Wenzel, König von Böhmen, war zornig. Sein Hofkanzler Johannes von Jentzenstein, Erzbischof von Prag, propagierte immer nachdrücklicher ein asketisches Leben und verteidigte die Rechte der Kirche gegenüber der Krone. 1384 verlor er schließlich sein Amt als Hofkanzler. Des Königs Zorn galt zudem dessen Generalvikar, Johann von Nepomuk. Am 20. März 1393 ließ Wenzel den Geistlichen gefangen nehmen. Eigenhändig, so ist überliefert, soll er ihn mit Pechfackeln gefoltert, durch die Straßen und Gassen Prags gezerrt und schließlich mit gefesselten Händen und Füßen von der Karlsbrücke in die Moldau gestoßen haben. Der äußere Anlass für die Ermordung Nepomuks scheint unter anderem die Einsetzung eines dem König nicht genehmen Abtes im Kloster Kladrau gewesen zu sein.

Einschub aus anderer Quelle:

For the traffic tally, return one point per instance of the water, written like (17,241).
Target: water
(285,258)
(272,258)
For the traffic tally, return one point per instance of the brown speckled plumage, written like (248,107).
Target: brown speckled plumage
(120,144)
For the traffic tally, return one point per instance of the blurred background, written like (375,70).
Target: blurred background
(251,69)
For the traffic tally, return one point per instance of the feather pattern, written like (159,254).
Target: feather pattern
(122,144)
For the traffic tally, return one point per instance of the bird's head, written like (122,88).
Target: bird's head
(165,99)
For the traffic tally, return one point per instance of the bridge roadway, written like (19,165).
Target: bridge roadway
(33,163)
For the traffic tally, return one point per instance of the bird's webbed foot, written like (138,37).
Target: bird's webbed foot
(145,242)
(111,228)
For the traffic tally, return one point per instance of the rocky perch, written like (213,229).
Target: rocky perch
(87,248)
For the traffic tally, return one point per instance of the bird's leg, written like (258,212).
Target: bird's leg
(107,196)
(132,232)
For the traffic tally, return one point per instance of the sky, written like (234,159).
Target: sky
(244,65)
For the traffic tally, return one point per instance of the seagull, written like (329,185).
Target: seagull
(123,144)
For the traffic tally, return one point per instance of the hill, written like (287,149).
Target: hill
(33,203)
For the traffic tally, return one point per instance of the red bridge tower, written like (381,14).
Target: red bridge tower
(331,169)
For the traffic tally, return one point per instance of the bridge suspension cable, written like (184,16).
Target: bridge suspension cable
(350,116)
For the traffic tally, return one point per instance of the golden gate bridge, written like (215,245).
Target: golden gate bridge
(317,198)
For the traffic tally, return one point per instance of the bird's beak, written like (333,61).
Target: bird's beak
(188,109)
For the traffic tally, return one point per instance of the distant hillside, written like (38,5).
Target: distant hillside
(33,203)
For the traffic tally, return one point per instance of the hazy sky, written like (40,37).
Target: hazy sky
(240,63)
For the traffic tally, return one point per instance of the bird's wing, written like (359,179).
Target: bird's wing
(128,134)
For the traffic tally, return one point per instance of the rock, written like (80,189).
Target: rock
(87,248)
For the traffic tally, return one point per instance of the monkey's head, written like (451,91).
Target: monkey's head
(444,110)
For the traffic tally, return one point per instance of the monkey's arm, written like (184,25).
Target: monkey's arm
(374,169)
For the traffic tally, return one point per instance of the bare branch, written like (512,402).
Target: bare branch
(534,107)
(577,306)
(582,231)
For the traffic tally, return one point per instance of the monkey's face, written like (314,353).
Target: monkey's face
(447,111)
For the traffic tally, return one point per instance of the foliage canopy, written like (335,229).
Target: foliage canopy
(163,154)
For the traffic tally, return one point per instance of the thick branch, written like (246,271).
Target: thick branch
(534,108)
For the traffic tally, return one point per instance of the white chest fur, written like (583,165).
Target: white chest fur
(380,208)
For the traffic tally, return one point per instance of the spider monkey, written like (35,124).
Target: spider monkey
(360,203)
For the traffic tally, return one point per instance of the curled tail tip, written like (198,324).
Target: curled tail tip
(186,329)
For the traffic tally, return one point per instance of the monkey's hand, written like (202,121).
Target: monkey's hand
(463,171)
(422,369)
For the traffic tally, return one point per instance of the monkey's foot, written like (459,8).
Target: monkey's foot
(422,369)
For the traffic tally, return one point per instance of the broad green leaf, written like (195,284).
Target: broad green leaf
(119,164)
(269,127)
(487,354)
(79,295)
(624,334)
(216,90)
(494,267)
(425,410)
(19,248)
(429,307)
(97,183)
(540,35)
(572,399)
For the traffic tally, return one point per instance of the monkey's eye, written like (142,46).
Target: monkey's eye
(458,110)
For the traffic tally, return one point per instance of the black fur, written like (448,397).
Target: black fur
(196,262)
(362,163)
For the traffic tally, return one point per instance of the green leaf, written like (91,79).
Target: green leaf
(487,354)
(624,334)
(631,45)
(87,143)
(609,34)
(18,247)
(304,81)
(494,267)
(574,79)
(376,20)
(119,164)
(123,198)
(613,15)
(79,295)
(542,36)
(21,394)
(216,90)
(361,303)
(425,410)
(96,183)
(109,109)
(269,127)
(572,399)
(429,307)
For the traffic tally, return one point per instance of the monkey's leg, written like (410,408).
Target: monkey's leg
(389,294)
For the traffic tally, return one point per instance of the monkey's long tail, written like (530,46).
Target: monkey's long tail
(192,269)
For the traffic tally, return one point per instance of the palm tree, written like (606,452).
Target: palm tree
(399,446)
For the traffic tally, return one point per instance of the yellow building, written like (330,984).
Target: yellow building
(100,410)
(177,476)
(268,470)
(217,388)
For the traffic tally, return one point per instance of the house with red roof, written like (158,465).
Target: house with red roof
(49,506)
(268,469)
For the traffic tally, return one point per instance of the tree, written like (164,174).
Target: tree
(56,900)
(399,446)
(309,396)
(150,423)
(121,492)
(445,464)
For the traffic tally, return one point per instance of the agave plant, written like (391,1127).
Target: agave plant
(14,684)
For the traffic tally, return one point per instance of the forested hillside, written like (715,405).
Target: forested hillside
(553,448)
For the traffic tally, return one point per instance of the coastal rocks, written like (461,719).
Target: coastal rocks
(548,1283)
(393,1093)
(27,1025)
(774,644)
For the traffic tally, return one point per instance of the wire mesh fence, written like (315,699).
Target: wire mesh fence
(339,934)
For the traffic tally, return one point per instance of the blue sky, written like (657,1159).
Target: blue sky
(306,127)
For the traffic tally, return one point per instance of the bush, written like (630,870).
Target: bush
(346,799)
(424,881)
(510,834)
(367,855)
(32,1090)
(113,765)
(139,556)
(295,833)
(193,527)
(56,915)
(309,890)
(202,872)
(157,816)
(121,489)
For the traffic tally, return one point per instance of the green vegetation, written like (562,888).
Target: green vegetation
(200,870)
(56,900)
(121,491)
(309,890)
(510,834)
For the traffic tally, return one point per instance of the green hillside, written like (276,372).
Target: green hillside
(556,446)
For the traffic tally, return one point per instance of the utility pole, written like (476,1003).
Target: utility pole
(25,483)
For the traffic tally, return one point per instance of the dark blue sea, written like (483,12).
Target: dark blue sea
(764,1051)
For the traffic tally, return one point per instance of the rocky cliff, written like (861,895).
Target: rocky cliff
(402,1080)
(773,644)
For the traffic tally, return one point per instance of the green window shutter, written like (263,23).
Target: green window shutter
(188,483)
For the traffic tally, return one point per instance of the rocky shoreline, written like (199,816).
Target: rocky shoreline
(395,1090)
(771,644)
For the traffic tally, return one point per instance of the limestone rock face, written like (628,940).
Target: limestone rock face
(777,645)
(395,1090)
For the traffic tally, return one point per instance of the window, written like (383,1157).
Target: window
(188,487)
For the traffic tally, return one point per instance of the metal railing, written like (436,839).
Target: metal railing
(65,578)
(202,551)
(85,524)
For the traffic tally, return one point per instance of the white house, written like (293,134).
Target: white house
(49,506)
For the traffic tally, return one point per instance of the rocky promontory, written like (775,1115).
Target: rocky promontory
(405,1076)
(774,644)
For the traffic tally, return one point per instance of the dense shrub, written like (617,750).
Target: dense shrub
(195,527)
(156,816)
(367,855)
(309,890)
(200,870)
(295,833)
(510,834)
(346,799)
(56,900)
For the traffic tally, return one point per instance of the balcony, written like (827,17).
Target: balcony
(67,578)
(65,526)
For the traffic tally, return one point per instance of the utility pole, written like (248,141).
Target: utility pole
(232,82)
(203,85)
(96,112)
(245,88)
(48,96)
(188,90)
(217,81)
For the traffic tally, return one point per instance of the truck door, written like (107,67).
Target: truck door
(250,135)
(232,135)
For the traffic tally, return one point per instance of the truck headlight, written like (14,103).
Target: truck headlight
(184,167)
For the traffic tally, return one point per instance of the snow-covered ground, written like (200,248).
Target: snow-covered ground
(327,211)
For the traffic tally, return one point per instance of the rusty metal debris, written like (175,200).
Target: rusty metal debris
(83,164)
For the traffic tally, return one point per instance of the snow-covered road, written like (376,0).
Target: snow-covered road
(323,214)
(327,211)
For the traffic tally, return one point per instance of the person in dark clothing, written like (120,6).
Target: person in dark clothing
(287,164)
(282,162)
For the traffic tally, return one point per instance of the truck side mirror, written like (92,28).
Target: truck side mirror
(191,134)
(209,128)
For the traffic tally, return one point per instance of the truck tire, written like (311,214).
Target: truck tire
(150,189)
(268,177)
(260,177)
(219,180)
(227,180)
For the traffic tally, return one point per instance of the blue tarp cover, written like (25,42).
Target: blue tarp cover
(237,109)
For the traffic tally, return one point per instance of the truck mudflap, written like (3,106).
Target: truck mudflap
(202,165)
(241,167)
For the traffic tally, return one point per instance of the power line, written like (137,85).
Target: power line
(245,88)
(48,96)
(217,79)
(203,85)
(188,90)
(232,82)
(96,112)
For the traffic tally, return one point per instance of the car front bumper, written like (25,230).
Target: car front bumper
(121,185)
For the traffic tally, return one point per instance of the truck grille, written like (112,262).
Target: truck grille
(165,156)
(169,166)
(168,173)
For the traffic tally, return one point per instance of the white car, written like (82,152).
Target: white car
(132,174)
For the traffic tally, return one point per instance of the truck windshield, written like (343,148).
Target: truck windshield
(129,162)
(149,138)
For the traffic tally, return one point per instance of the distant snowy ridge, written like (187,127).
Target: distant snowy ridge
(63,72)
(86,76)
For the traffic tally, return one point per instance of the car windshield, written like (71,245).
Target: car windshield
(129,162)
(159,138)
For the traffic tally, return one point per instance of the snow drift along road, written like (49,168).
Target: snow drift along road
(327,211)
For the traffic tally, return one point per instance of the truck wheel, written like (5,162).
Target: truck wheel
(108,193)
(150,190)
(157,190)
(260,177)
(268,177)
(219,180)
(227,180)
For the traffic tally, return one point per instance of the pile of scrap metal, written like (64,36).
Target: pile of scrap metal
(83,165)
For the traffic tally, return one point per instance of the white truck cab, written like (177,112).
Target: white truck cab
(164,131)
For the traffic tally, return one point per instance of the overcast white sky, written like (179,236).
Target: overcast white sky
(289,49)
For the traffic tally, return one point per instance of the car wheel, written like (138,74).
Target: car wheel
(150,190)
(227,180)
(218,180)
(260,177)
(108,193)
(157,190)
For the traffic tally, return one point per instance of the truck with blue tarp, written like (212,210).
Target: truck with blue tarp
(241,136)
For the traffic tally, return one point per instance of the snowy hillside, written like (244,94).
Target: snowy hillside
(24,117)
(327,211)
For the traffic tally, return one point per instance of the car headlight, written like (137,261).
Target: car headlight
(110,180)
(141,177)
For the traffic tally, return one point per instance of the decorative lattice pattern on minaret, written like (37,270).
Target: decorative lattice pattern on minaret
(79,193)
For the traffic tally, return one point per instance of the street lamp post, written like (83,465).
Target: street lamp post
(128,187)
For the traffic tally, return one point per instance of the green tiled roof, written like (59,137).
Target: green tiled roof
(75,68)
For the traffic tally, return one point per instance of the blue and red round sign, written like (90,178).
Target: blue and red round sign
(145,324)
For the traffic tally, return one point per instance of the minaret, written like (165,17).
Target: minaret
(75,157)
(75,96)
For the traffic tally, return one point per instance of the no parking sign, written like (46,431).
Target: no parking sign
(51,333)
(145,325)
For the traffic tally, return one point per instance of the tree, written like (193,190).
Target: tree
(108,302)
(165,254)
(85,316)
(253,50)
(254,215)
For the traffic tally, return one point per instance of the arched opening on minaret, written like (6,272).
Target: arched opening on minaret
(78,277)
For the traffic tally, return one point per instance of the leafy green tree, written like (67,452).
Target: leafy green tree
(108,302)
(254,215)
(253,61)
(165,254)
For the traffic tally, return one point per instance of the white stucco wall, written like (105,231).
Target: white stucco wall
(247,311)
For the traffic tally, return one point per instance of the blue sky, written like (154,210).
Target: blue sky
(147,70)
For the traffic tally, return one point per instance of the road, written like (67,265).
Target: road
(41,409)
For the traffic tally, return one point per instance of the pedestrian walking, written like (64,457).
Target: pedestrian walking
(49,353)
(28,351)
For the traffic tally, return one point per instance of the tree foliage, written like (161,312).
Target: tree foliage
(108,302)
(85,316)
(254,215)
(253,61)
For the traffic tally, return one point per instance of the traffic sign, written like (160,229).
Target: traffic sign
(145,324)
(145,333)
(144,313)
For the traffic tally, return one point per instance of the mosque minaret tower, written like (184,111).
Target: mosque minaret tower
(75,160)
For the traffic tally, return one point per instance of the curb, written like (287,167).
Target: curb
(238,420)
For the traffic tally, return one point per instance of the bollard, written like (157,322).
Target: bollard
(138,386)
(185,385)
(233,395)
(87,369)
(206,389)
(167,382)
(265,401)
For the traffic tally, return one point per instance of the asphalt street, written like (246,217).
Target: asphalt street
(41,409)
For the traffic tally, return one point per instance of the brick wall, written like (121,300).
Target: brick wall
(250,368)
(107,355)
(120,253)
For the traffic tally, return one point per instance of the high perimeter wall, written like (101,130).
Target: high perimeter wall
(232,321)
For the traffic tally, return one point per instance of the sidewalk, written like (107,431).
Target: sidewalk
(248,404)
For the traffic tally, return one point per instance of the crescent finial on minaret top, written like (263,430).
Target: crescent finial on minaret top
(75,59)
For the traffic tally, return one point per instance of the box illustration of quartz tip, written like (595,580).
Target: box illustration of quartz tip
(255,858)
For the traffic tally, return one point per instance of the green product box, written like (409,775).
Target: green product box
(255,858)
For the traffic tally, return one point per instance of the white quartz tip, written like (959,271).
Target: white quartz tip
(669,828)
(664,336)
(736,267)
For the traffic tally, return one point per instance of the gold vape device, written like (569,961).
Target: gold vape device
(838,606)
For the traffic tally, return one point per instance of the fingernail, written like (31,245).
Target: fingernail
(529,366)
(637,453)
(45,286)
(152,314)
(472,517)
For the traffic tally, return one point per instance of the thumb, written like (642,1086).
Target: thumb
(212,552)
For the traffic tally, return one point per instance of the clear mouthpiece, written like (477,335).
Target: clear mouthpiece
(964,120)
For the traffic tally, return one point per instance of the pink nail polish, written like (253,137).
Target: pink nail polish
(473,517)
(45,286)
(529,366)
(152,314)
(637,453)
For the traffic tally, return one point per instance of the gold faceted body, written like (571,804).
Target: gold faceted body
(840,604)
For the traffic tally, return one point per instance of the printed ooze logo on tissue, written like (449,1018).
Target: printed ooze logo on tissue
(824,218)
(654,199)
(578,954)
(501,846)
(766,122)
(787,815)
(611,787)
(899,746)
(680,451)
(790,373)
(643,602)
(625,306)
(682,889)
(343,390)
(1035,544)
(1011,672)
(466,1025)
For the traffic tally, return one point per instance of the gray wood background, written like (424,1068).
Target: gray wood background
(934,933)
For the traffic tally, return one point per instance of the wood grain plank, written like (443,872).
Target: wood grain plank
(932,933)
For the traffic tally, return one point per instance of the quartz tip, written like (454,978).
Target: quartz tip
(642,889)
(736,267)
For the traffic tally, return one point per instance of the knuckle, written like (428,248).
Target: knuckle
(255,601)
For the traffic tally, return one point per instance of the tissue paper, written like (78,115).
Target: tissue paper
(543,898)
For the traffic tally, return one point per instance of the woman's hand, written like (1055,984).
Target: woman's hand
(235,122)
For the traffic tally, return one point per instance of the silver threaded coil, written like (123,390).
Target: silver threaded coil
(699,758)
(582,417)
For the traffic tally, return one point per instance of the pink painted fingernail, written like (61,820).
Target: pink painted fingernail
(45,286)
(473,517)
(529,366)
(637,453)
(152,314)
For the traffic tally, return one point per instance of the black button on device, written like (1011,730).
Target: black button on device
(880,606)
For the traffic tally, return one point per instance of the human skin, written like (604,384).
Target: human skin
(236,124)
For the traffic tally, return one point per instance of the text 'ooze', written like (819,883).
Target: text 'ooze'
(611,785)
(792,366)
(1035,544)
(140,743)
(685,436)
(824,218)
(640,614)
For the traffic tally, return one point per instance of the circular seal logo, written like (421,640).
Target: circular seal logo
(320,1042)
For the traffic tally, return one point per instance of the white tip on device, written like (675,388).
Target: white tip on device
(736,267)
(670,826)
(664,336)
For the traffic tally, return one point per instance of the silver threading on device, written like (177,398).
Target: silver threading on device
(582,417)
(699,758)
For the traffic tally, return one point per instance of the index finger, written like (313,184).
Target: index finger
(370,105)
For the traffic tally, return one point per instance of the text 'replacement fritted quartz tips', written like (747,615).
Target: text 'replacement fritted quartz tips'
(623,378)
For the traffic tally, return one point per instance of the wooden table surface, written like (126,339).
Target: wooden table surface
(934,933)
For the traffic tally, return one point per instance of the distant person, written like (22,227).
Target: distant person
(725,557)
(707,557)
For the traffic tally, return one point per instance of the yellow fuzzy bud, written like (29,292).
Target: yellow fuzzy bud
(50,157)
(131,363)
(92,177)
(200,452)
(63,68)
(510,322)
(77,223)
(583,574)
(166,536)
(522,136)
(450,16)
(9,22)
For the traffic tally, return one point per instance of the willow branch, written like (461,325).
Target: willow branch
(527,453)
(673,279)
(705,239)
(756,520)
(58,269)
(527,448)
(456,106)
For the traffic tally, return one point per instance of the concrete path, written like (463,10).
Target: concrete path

Wenzels Geheiß zum Stillschweigen über die äußeren Umstände der grausamen Tat führte schnell zur Legendenbildung. Nepomuk war der Beichtvater von Wenzels Gemahlin Sophie von Bayern gewesen. Der König habe vergeblich versucht, Nepomuk über Sophie auszufragen. Dessen standhaftes Eintreten für das Beichtgeheimnis sei das Motiv für seine Ermordung gewesen. Im Zug des wachsenden Kultes um den im Prager Veitsdom beigesetzten Nepomuk erfolgte im Jahr 1729 die Heiligsprechung. Als „Märtyrer des Beichtgeheimnisses“ und Schutzpatron von Böhmen wird er bis heute verehrt.